Bimba looks like an Aryan man in Hitler 's mouth is tall and hard as iron. His fate is so tense that he expects his death before he even drives.

And Luigi, on the surface, is the most humane person in the four, at best a noble fool, because even if he survived a long journey, he was likely to die of pneumoconiosis, and during his time at Southern Oil Company, he was exposed to cement every day.

One hour after the movie began, they finally embarked on this desperate journey. The rest of the film made people feel breathless and terrified. Every step the actors took, the audience was worried about them. As Joe said, "Everyone has explosives tied to it."

The road is sometimes bumpy and sometimes smooth, so that the only way to reduce danger is to gradually move forward in less than 6 miles per hour or more than 40 miles per hour. When they encounter a cramped bend on the cliff, they must retreat to a rotten plank, which is all their hope of life. They had to blow up a 50-ton boulder on the road with explosives to get to a safe place.

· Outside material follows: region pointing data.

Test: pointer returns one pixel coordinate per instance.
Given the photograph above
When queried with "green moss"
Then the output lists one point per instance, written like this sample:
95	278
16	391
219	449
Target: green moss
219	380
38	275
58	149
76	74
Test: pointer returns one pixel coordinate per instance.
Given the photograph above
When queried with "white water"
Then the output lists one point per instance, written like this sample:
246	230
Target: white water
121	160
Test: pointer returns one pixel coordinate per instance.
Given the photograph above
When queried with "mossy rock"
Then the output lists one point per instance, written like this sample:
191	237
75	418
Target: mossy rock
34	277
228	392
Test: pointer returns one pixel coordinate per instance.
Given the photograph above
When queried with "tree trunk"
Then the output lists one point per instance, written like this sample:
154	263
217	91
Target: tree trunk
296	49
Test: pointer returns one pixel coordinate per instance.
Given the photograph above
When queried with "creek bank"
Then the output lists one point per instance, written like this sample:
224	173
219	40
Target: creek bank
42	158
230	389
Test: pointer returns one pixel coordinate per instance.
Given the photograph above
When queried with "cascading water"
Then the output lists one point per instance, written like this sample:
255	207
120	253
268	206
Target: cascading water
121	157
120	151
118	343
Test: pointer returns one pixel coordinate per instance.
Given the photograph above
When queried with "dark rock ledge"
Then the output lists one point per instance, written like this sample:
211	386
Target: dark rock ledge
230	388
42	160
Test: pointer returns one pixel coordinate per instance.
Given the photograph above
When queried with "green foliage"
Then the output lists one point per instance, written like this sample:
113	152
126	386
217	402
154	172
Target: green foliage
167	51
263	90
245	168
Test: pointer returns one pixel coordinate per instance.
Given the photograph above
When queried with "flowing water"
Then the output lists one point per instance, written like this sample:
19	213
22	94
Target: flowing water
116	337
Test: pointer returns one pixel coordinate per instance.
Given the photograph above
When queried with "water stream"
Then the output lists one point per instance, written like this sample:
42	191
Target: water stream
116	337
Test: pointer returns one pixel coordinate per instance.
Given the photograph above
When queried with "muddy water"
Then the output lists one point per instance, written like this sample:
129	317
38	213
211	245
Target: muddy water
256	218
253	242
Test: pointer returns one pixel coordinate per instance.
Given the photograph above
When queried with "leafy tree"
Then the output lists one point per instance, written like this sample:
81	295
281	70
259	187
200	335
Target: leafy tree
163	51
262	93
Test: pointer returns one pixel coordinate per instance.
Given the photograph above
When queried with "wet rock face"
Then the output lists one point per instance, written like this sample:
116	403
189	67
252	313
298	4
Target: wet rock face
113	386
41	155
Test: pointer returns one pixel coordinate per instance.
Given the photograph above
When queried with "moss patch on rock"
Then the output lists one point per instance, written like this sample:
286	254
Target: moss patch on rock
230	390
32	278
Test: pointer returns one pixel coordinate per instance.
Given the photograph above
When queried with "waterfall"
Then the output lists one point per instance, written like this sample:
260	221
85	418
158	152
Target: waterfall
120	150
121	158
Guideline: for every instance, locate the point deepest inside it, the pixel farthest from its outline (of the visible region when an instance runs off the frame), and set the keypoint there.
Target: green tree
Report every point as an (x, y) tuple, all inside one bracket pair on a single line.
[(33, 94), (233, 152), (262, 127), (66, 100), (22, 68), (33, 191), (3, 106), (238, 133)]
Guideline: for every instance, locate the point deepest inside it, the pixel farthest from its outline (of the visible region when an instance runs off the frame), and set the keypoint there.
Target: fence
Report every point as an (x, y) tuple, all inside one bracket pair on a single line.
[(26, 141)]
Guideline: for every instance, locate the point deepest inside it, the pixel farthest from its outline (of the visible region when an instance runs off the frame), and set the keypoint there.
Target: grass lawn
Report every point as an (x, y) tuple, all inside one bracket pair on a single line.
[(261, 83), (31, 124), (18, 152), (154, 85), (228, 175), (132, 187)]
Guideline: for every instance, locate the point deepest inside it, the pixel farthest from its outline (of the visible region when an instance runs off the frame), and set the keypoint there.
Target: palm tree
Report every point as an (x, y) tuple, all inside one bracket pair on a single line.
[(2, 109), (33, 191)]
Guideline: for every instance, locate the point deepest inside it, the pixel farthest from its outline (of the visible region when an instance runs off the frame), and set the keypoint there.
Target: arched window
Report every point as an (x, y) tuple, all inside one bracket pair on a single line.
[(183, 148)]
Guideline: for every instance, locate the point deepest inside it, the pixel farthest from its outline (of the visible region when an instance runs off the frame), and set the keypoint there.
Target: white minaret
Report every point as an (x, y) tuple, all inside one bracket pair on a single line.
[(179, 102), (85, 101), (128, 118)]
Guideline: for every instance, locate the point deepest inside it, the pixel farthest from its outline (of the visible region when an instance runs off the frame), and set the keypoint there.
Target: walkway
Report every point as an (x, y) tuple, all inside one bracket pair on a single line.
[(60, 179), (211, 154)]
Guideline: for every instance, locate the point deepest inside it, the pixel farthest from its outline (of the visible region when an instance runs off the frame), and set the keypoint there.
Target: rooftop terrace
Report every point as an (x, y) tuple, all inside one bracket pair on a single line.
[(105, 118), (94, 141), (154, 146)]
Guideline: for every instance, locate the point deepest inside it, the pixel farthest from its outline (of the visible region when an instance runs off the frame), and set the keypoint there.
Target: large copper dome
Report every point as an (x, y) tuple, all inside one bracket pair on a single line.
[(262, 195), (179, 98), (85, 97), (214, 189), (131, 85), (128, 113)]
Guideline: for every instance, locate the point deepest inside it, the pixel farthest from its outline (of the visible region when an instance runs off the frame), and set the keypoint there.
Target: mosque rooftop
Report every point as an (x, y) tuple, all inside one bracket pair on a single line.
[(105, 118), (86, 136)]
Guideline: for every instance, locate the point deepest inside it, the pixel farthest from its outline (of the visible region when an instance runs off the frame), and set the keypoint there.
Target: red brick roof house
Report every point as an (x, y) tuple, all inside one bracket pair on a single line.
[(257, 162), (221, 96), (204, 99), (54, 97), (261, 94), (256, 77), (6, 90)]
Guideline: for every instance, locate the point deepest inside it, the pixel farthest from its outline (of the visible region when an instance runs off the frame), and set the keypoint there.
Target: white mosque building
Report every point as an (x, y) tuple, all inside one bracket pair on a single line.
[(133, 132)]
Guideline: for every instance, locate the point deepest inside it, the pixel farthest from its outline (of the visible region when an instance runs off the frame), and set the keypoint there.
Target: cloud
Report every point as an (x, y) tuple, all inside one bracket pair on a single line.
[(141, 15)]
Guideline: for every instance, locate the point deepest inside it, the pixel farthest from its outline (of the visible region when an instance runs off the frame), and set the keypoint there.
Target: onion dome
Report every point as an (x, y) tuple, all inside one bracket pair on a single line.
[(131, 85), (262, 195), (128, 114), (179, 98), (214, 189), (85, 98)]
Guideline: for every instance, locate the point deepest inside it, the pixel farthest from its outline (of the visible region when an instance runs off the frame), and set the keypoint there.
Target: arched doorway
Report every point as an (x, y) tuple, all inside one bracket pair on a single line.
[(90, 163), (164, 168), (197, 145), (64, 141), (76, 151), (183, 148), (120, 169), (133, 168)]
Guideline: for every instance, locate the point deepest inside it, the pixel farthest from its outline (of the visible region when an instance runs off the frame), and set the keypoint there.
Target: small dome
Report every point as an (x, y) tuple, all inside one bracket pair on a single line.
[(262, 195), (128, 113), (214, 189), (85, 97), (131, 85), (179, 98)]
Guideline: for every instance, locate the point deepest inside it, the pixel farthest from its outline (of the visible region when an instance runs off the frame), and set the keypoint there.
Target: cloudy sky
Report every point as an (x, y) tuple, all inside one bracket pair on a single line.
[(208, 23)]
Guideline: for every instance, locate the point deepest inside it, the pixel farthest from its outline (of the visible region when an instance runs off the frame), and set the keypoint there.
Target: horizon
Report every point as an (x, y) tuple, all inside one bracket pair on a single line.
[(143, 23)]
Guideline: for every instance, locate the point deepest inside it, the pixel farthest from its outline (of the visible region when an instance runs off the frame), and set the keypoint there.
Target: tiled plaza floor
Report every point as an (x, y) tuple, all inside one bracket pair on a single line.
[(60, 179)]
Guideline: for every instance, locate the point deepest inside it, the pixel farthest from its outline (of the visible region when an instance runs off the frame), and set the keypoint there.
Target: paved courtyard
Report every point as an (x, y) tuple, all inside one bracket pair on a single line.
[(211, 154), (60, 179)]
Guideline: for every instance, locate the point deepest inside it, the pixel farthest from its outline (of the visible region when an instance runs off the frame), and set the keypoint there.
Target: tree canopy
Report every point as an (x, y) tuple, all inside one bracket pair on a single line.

In fact, this journey is the threshold to enter the suspense created by Cluzzo and Hitchcock . As a novelist, I learned something from these two masters: this tension does not come from any gimmicks or fear, but exists in any hint of a terrible result. If this tension is presented in the form of a disaster film, it will only make the film fall into a stalemate.

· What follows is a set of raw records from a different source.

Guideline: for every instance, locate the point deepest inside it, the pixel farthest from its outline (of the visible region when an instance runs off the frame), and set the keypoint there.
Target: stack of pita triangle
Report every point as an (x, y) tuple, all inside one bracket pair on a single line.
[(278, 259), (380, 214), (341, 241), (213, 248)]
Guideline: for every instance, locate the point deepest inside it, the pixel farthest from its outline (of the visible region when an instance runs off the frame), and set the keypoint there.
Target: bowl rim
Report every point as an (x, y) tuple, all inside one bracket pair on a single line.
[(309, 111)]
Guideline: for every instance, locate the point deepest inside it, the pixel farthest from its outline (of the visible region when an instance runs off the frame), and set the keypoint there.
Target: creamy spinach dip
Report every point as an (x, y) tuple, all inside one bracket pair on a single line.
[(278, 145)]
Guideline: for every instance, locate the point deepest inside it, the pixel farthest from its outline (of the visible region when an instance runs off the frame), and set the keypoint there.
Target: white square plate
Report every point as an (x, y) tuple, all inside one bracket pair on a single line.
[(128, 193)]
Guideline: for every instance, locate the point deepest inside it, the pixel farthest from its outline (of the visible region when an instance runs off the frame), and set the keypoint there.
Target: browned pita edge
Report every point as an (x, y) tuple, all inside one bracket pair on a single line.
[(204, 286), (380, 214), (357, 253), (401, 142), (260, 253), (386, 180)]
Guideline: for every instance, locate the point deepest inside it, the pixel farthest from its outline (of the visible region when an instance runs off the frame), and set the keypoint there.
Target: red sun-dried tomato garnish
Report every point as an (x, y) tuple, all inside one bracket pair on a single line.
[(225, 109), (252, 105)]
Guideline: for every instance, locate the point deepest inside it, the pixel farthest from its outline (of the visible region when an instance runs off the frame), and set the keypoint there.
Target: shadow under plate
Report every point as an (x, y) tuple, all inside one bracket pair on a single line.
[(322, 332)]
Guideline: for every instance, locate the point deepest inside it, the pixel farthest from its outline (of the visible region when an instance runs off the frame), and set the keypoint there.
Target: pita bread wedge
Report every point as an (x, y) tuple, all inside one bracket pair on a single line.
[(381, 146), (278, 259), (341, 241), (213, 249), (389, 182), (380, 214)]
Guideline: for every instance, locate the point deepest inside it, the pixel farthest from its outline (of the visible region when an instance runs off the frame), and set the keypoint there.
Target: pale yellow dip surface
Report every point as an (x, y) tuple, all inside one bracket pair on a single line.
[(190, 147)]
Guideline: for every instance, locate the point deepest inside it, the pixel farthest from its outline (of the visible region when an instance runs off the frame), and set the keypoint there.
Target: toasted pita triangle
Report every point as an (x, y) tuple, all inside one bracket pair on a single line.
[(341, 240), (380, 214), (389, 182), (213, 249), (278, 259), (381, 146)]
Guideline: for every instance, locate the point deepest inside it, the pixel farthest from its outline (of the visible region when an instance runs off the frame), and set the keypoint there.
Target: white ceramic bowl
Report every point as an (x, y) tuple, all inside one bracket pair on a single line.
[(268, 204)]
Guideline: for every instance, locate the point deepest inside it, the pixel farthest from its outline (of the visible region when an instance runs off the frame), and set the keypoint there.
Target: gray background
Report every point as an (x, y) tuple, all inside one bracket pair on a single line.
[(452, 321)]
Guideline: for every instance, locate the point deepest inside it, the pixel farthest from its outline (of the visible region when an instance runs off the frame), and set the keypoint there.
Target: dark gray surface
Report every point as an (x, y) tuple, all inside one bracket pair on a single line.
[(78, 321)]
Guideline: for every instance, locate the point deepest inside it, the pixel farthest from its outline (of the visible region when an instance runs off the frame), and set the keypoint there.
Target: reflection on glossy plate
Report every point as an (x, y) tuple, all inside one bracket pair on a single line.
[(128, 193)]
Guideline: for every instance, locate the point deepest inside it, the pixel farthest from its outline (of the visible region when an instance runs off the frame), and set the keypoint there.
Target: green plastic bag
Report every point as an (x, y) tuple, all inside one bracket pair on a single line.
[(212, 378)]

After the four of them broke the rock, they drove past an oil pool. The cruel Mario didn't want the car to be trapped here, so he deliberately drove to break Qiao's leg, but they still fell into the oil pool. With each crisis elimination, the four of them also gained more "the price of fear".

exposed to horror will never reduce people's fear, and the fear will only increase as most hero movies show. You can't overcome your fear, you can only escape it for the time being. So the four people knew very well that every time the danger came, the god of death blinked, and the journey would eventually end with death.

One of the characters said before they died, "There is nothing here!" This will definitely make the world-weariness and atheism displayed in "The Price of Fear" come under fire, but I think Cruzzo never thought "this is a world of nothingness", but "this is the world of nothingness we create." (In despair of the future of mankind, condemning what humans do is abnormally full of hope.)

After all, it is we who helped Cruzzo create such a world where people take all risks for their simple needs and are willing to lose everything, because it confirms that their self-defeated "fate" can destroy everything, because everything can be destroyed. These people can't help but create a sense of desolate tragedy: children torture cockroaches to pass the time while waiting for vendors to peddlers to sell food they can never afford.